Microscopic constraints for the equation of state and structure of neutron stars: a Bayesian model mixing framework

TL;DR

This paper develops a Bayesian model mixing framework using Gaussian processes to combine microscopic theories and experimental data, constraining the neutron star matter equation of state and predicting mass-radius relations.

Contribution

It extends Bayesian model mixing to asymmetric matter and introduces non-stationary kernels for incorporating diverse data sources in neutron star EOS modeling.

Findings

Constraints on neutron star EOS from chiral EFT and pQCD theories.

Demonstrated use of non-stationary kernels for theory and experimental data.

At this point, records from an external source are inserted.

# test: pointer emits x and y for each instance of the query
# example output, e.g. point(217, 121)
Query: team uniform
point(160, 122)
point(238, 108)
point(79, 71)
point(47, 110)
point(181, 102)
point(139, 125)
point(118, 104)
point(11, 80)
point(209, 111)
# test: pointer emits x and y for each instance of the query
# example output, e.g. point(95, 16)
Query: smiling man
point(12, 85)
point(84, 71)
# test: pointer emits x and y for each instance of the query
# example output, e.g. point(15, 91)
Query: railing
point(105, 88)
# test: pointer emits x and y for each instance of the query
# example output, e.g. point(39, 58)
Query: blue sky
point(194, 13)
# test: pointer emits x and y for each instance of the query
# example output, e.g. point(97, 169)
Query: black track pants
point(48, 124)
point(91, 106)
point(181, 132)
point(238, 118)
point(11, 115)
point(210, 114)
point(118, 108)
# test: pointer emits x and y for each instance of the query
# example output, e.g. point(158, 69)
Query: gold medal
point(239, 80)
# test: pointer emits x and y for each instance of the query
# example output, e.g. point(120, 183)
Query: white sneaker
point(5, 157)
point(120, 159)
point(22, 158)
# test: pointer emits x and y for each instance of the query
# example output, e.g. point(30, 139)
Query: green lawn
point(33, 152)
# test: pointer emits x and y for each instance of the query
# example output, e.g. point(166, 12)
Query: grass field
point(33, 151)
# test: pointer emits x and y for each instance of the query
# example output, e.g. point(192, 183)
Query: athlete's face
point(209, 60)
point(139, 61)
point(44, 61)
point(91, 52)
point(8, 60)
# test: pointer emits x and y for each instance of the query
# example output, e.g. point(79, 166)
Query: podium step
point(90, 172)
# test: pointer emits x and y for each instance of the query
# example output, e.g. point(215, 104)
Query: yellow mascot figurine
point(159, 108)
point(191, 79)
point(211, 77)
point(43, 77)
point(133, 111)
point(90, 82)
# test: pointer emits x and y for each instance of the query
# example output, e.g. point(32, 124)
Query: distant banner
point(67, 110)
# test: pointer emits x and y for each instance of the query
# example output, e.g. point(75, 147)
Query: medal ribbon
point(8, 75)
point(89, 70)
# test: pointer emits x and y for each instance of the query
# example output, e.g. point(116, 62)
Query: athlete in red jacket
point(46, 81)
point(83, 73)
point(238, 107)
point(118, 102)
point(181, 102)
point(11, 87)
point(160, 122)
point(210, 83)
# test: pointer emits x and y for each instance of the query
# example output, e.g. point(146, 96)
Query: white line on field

Produced neutron star mass-radius relations with quantified uncertainties.

Abstract

Bayesian model mixing (BMM) is a statistical technique that can combine constraints from different regions of an input space in a principled way. Here we extend our BMM framework for the equation of state (EOS) of strongly interacting matter from symmetric nuclear matter to asymmetric matter, specifically focusing on zero-temperature, charge-neutral, $\beta$-equilibrated matter. We use Gaussian processes (GPs) to infer constraints on the neutron star matter EOS at intermediate densities from two different microscopic theories: chiral effective field theory ($\chi$EFT) at baryon densities around nuclear saturation, $n_B \sim n_0$, and perturbative QCD at asymptotically high baryon densities, $n_B \geqslant 20 n_0$. The uncertainties of the $\chi$EFT and pQCD EOSs are obtained using the BUQEYE truncation error model. We demonstrate the flexibility of our framework through the use of two categories of GP kernels: conventional stationary kernels and a non-stationary changepoint kernel. We use the latter to explore potential constraints on the dense matter EOS by including exogenous data representing theory predictions and heavy-ion collision measurements at densities $\geqslant 2n_0$. We also use our EOSs to obtain neutron star mass-radius relations and their uncertainties. Our framework, whose implementation will be available through a GitHub repository, provides a prior distribution for the EOS that can be used in large-scale neutron-star inference frameworks.